Acórdão do Tribunal da Relação de Guimarães de 19.02.2026 (José Carlos Duarte)

Sumário: I – Tendo em consideração que a CRP, ao reconhecer no seu art.º 209, n.º 2, a existência de tribunais arbitrais, reconhece-lhes a autoridade para administrar a justiça num caso concreto, fixando os factos relevantes e determinando o direito aplicável aos mesmos em decisão com força obrigatória para os interessados (art.º 42.º, n.º 7 da LAV) e as razões que presidem ao dever de fundamentação das decisões arbitrais previsto no art.º 42.º, n.º 3 da LAV – necessidade de dar a conhecer às partes a racionalidade do processo de decisão, quer de facto, quer de direito, minimizar a probabilidade de decisões arbitrárias e contribuir para a força persuasiva das mesmas -, entende-se que as mesmas devem conter a indicação dos factos provados, da respectiva motivação e a fundamentação de direito, devendo a densidade de tal fundamentação ser a adequada ao caso concreto, pois haverá certamente situações submetidas a tribunais arbitrais muito complexas.

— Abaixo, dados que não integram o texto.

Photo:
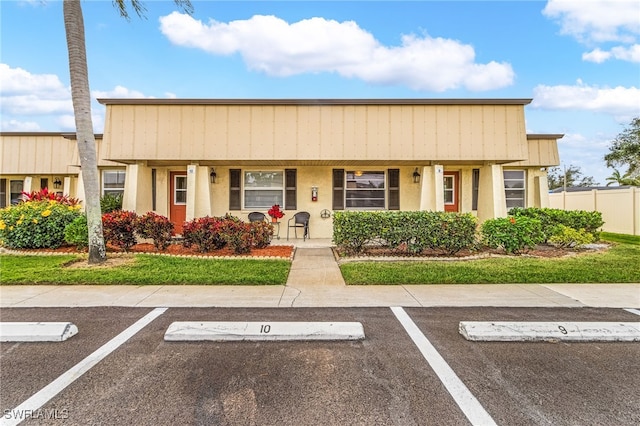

II – Só se verifica a falta de fundamentação quando, de forma absoluta, a sentença não: i) Discriminar os factos que considera provados e não provados, ii) Fundamentar a decisão de facto ou iii) Indicar, interpretar e aplicar as normas jurídicas correspondentes, e não quando a fundamentação seja errada, incompleta ou insuficiente, não tendo o tribunal arbitral de dar resposta a todos argumentos convocados pelas partes, mas apenas que identificar e decidir a questão essencial;

III – A contradição entre os fundamentos e a decisão constitui infração do estabelecido no art.º 42.º, n.º 3, da LAV, integrando a previsão do art.º 46.º, n.º 3, a), vi).

IV – Qualquer erro de cálculo, erro material ou tipográfico, ou qualquer erro de natureza idêntica ou alguma obscuridade ou ambiguidade da sentença arbitral ou dos seus fundamentos, não são fundamento de anulação, nomeadamente à luz da, nomeadamente à luz da subalínea vi) da alínea a) do n.º 3 do art.º 46.º da LAV, antes tendo de ser arguidas perante o tribunal arbitral.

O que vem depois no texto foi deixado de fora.